The microwave beeped. In the fridge, six craft beers stood at attention, down from the twelve he’d bought “for the week” on Monday. Premium stuff – because if you’re going to treat yourself, do it right. That’s what the voice in his head always said, the one that sounded suspiciously like justification wearing wisdom’s clothes.

He grabbed a beer, practiced at popping the cap one-handed. The first sip still tasted like reward, like completion, like the period at the end of another demanding day.

His phone buzzed – a reminder he’d set weeks ago: “Gym tomorrow 6AM.”

Delete.

“I’ll start next week,” he told his reflection in the window. “After this project wraps up.” The same project that had been “almost done” for three months now.

The pad thai was perfect – spicy enough to justify another beer. He sank into his couch, the leather accepting him with a familiar sigh. When had the cushion become so shaped to his body?

His Apple Watch vibrated: “Your heart rate is elevated while sleeping.”

He’d been ignoring these notifications lately, just like he’d been ignoring how his dress shirts felt tighter, how climbing the stairs to his apartment left him winded, how he couldn’t remember the last time he’d slept through the night without waking up sweating.

“What am I supposed to do?” he asked his empty apartment. “Work hard, don’t enjoy anything?” The beer in his hand felt like his only friend some nights. The food, his only comfort.

The thing about borrowed happiness is this: the interest rate is killer.

Each “treat” was a loan taken out against tomorrow’s wellbeing. Each “just this once” added to a debt his body was keeping careful track of, even if his mind refused to check the balance.

His phone lit up again – James asking if he wanted to join the weekend hiking group they’d talked about at work.

“Maybe next time,” he typed back, the same response he’d been giving to life lately. Next time. Next week. After things settle down.

But things never settled down, did they? There was always another project, another deadline, another reason why today was too hard, too stressful, too deserving of reward.

The pad thai container was empty now. He didn’t remember finishing it.

In the kitchen, he reached for another beer, then stopped. For the first time in months, he really looked at what he was doing. Not at the action, but at the pattern. The way each reward had become routine. The way each comfort had become chains.

“I deserve this,” he whispered, but the words sounded different now. Hollow.

Because maybe the truth was he deserved more than borrowed happiness. More than temporary relief that left him feeling worse. More than rewards that had become requirements.

His phone buzzed again. James, persistent: “No pressure, but we’d love to have you there. Even if you can’t do the whole trail.”

Jack looked at the beer in his hand, still unopened. Looked at his reflection, distorted but clear enough to see the choice in front of him.

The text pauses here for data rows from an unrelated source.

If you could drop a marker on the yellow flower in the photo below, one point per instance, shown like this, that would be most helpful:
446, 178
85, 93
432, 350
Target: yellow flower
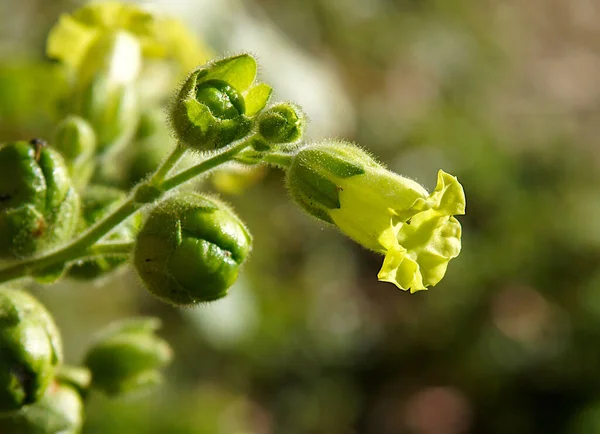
75, 35
384, 212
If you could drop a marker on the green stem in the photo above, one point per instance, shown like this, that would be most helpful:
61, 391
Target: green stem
80, 247
168, 164
206, 165
114, 248
278, 159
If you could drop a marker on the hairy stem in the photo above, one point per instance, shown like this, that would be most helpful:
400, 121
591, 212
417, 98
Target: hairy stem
278, 159
168, 164
205, 165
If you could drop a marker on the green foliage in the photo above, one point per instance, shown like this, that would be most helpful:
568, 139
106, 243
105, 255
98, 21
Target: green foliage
39, 207
127, 356
31, 349
210, 109
190, 249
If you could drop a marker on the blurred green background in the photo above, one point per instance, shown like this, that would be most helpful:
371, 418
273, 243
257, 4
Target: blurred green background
505, 94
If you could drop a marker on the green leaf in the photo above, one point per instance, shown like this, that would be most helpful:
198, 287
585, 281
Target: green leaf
257, 98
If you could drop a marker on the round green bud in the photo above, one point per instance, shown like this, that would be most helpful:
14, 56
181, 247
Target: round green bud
127, 356
39, 207
223, 101
215, 104
60, 411
190, 249
30, 349
96, 202
75, 139
390, 214
282, 123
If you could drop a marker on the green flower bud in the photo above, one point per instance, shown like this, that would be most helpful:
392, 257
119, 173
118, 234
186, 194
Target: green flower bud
74, 138
30, 349
60, 411
384, 212
282, 123
39, 206
215, 104
97, 201
190, 249
127, 356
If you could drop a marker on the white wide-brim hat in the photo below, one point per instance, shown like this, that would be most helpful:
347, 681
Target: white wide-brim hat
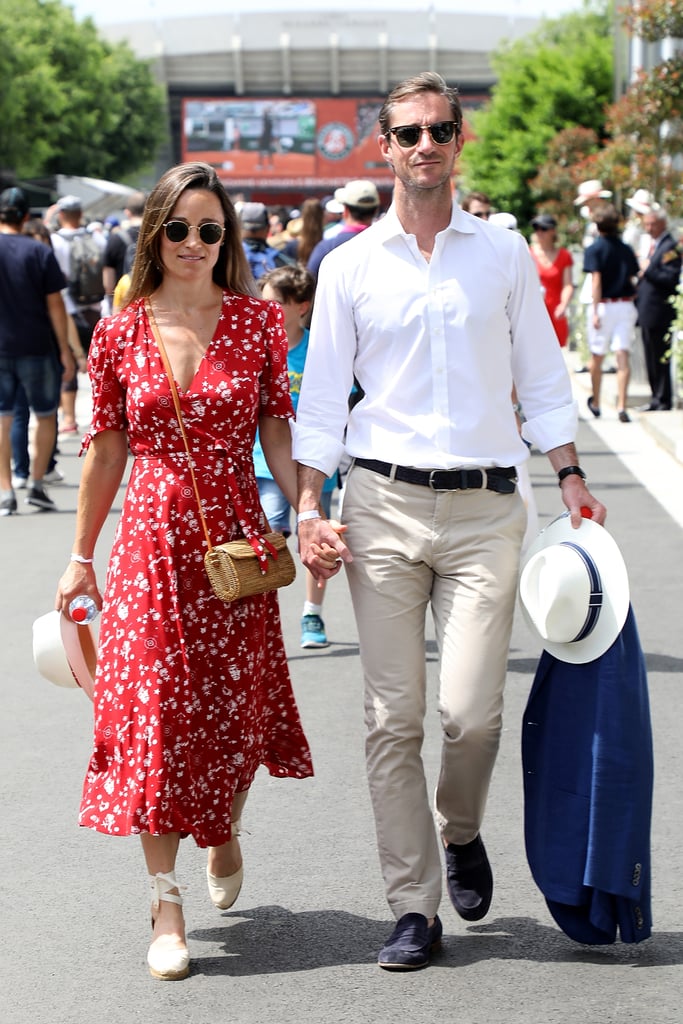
591, 189
574, 590
65, 652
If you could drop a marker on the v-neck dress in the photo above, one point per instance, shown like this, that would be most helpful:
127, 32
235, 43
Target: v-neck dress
191, 694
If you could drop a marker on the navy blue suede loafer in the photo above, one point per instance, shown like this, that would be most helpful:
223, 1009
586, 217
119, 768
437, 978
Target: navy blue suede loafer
411, 943
469, 879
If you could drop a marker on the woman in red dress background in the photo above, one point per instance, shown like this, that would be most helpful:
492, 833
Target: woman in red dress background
191, 694
554, 265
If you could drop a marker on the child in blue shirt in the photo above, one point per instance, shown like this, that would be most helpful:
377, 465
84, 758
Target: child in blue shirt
293, 288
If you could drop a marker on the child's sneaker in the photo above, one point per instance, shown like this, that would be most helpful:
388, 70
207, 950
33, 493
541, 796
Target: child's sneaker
312, 632
36, 495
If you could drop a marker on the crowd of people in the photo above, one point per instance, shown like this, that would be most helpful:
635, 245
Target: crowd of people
312, 352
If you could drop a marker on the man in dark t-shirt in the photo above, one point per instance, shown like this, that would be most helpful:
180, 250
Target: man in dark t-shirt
611, 315
32, 316
119, 243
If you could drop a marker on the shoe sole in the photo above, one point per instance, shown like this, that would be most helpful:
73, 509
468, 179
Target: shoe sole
388, 966
45, 506
171, 975
215, 883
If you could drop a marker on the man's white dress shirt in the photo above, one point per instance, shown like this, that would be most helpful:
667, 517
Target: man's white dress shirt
435, 347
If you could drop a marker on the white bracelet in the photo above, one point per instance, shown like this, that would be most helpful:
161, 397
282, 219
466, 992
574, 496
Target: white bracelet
310, 514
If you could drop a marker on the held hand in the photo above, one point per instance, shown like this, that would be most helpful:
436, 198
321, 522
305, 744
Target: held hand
321, 547
78, 581
581, 502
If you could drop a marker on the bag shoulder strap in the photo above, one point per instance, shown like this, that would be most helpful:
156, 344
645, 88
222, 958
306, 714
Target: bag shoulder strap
176, 402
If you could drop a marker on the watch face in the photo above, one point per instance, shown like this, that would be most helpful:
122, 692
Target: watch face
571, 471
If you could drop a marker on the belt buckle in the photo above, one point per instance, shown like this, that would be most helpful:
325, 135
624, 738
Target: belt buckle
464, 479
430, 482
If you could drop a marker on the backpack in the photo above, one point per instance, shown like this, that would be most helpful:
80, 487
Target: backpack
85, 269
262, 259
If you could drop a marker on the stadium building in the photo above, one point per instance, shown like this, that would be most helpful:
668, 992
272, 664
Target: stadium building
285, 104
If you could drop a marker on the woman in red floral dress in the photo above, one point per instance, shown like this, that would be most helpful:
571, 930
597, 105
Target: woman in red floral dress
191, 694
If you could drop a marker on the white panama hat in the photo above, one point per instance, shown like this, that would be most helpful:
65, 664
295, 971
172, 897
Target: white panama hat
641, 201
591, 189
574, 590
65, 652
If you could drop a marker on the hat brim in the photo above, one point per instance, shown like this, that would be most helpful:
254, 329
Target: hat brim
615, 594
604, 194
65, 652
639, 207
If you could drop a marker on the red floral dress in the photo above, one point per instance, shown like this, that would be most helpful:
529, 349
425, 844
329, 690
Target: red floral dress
191, 693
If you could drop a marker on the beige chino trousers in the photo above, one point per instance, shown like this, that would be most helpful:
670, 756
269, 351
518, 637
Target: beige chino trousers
458, 551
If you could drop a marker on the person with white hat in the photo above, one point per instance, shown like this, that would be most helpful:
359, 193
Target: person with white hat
641, 203
439, 316
611, 267
359, 201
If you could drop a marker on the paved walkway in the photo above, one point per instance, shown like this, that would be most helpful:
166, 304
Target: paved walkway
300, 945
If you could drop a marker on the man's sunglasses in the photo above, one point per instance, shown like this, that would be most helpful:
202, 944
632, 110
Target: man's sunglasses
210, 232
409, 135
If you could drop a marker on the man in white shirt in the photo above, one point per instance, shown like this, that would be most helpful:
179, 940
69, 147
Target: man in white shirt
437, 314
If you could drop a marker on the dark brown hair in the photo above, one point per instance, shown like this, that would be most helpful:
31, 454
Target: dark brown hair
293, 283
231, 269
311, 228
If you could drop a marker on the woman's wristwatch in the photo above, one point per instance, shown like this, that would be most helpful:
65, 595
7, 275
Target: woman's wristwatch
570, 471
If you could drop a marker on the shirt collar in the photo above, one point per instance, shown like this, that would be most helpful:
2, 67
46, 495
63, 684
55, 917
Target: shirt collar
391, 227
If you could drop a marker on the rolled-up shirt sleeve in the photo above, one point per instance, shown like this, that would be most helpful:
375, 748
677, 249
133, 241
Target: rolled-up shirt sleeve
317, 438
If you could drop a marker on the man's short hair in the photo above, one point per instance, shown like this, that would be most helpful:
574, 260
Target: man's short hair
13, 206
254, 216
70, 204
427, 81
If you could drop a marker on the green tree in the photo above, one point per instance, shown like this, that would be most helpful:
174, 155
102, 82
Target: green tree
554, 79
71, 102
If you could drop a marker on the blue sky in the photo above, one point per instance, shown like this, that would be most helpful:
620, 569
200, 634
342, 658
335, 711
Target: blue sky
105, 11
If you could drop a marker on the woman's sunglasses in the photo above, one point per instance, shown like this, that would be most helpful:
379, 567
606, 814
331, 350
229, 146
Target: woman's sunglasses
210, 232
409, 135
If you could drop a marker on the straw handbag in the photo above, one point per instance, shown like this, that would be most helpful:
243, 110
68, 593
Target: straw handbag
237, 568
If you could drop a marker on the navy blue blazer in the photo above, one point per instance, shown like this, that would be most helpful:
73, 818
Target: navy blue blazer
658, 283
587, 757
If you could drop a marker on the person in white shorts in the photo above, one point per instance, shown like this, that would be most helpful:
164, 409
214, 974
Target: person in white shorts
611, 316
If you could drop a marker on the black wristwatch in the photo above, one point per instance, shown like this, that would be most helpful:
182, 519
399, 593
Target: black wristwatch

Sometimes the hardest thing isn’t admitting you have a problem. It’s admitting that your solution has become one.

“Count me in,” he typed back to James. “But I might be slow.”

“That’s cool,” James replied instantly. “We all start somewhere.”

Jack put the unopened beer back in the fridge. Tomorrow would be hard. The cravings would come, the justifications would whisper their sweet promises.

But maybe, just maybe, it was time to stop borrowing happiness from a future self who was getting tired of paying the debt.

He set a new reminder on his phone: “It’s okay to start slow.”

For the first time in months, it didn’t feel like a lie.